Their simple device and the photographic method was completely revolutionary and unprecedented. Seymon and Valentina subsequently received hundred from letters from scientists and research institutes from all the parts from the Soviet Union.

Semyon Kirlian
Kirlian photographs are electronic images, more precisely, electronic images created by "cold emission of electrons", or auto-electronic emission. The Kirlian method therefore allows the recording not only of the various biological states of plants and animals but also the psychical state of human beings.
This would produce results, for example, in fields such as the study of parapsychological phenomena traditional methods of research often seem impotent.
The difficulties encountered in the study of the "Kirlian Effect" are not limited only to electronic phenomena. Seymon and Valentina Kirlian had given great importance to the phenomenon of resonance in the photographs of high frequency electricity. An example of this is the "phantom leaf" phenomenon, which Seymon Kirlian himself initially refused to believe.
Victor Adamenko, his assistant, discovered this phantom effect in 1966 and Valentina Kirlian congratulated him with his discovery, but Seymon Kirlian flatly refused to believe in the authenticity of the strange photograph for many years. It was finally in his later years that be began to open up to their idea of the phantom leaf after many compelling conversations with Adamenko on the subject
In 1962, with the support of Valentina Kirlian, the once sceptical Seymon Kirlian began study of the psychic phenomena and in 1967 Seymon and Valentina had examined the hands of the healer Alekxei Kivorotov using their method. This was the first objective investigation of psychic healing in the Soviet Union.

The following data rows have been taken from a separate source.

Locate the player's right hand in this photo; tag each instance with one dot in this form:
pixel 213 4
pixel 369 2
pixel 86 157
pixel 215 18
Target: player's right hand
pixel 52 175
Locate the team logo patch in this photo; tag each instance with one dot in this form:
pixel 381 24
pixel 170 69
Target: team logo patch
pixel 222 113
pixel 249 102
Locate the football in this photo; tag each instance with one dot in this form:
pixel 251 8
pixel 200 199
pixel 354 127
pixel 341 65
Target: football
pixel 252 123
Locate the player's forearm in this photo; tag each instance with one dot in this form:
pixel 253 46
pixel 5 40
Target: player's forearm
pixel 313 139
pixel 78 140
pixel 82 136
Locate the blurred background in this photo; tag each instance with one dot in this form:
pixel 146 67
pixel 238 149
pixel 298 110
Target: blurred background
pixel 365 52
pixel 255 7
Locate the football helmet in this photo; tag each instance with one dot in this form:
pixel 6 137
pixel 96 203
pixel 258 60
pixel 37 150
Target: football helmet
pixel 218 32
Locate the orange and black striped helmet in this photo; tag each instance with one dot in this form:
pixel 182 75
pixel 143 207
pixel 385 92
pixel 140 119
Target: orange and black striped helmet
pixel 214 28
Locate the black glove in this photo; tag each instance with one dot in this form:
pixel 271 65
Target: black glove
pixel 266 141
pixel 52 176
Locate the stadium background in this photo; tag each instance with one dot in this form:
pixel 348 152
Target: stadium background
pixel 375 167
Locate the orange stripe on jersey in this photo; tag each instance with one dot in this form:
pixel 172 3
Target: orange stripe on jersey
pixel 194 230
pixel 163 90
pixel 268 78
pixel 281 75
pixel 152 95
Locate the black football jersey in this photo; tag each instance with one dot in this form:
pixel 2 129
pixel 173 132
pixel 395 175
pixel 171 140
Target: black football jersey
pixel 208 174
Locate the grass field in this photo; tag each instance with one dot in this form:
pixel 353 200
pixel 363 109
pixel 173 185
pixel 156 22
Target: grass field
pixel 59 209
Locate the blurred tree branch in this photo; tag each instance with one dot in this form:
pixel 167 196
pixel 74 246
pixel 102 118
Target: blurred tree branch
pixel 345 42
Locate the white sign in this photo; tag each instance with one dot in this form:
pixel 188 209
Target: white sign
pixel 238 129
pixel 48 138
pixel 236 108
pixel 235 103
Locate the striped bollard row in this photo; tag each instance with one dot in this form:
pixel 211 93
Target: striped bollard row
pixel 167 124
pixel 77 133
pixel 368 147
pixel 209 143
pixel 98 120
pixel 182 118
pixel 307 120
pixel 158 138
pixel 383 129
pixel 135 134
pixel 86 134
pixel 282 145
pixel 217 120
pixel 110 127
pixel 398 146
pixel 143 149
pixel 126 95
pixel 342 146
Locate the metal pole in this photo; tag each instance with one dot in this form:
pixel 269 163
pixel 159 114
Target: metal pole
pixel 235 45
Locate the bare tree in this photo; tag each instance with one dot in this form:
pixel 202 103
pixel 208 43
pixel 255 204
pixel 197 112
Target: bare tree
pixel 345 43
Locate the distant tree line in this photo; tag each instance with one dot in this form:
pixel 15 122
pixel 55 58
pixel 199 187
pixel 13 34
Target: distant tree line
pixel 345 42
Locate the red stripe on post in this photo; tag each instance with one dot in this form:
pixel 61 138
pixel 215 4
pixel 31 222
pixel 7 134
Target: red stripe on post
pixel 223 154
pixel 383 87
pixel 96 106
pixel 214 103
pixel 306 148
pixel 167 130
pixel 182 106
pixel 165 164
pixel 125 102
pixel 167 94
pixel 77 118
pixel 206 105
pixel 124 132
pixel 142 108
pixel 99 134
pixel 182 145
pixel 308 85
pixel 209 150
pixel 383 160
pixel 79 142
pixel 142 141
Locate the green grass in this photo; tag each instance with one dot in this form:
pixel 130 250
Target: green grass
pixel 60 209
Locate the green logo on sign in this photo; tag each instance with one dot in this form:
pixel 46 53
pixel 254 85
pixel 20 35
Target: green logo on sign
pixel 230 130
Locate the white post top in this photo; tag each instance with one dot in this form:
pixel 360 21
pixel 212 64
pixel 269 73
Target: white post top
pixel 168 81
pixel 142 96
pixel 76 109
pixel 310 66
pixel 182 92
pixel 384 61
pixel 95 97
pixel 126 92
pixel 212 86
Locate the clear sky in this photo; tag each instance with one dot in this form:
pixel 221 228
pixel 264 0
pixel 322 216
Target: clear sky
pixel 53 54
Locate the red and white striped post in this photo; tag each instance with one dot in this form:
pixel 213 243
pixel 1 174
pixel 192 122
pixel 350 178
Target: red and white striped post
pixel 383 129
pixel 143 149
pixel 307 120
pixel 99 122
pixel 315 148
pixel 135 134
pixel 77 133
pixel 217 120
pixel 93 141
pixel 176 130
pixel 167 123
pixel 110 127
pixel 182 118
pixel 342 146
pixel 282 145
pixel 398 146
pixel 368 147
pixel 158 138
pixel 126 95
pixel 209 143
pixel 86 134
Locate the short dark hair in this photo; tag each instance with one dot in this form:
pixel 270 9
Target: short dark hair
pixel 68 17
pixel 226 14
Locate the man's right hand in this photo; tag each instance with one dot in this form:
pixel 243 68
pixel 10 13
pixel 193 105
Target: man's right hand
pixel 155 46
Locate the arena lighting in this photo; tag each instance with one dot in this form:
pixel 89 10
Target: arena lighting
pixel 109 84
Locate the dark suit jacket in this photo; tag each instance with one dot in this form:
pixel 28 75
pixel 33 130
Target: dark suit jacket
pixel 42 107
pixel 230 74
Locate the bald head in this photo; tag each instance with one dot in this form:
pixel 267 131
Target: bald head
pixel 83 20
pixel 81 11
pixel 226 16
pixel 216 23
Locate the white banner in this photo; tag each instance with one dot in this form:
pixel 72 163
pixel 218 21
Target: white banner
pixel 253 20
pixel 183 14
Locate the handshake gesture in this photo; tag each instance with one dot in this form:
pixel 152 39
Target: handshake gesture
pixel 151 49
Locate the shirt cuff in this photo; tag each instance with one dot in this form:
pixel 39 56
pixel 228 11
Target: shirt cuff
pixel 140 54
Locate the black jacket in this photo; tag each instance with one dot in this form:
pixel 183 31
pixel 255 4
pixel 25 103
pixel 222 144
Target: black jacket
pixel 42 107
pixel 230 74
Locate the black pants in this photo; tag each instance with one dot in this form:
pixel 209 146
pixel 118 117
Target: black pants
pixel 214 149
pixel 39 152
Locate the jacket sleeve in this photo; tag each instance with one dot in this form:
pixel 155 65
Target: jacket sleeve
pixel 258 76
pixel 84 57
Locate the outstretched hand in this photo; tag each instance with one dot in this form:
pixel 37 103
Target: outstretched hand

Several hundred enthusiasts, from students of higher educational institutions to professors, are now studying Kirlian photography in the USSR.
An international association for study of the Kirlian effect unites many scientists of different countries. The broad development of this new field of science which could lead to a change in the way we look at the world and ourselves, would be a fitting memorial to those humble but persevering explorers of unknown extrasensory world - Semyon and Valentina Kirlian.
Transcribed from: Memories of Semyon Kirlian by Dr. Victor G. Adamenko, Ph. D., International Journal of Para physics, vol. 13, 1979.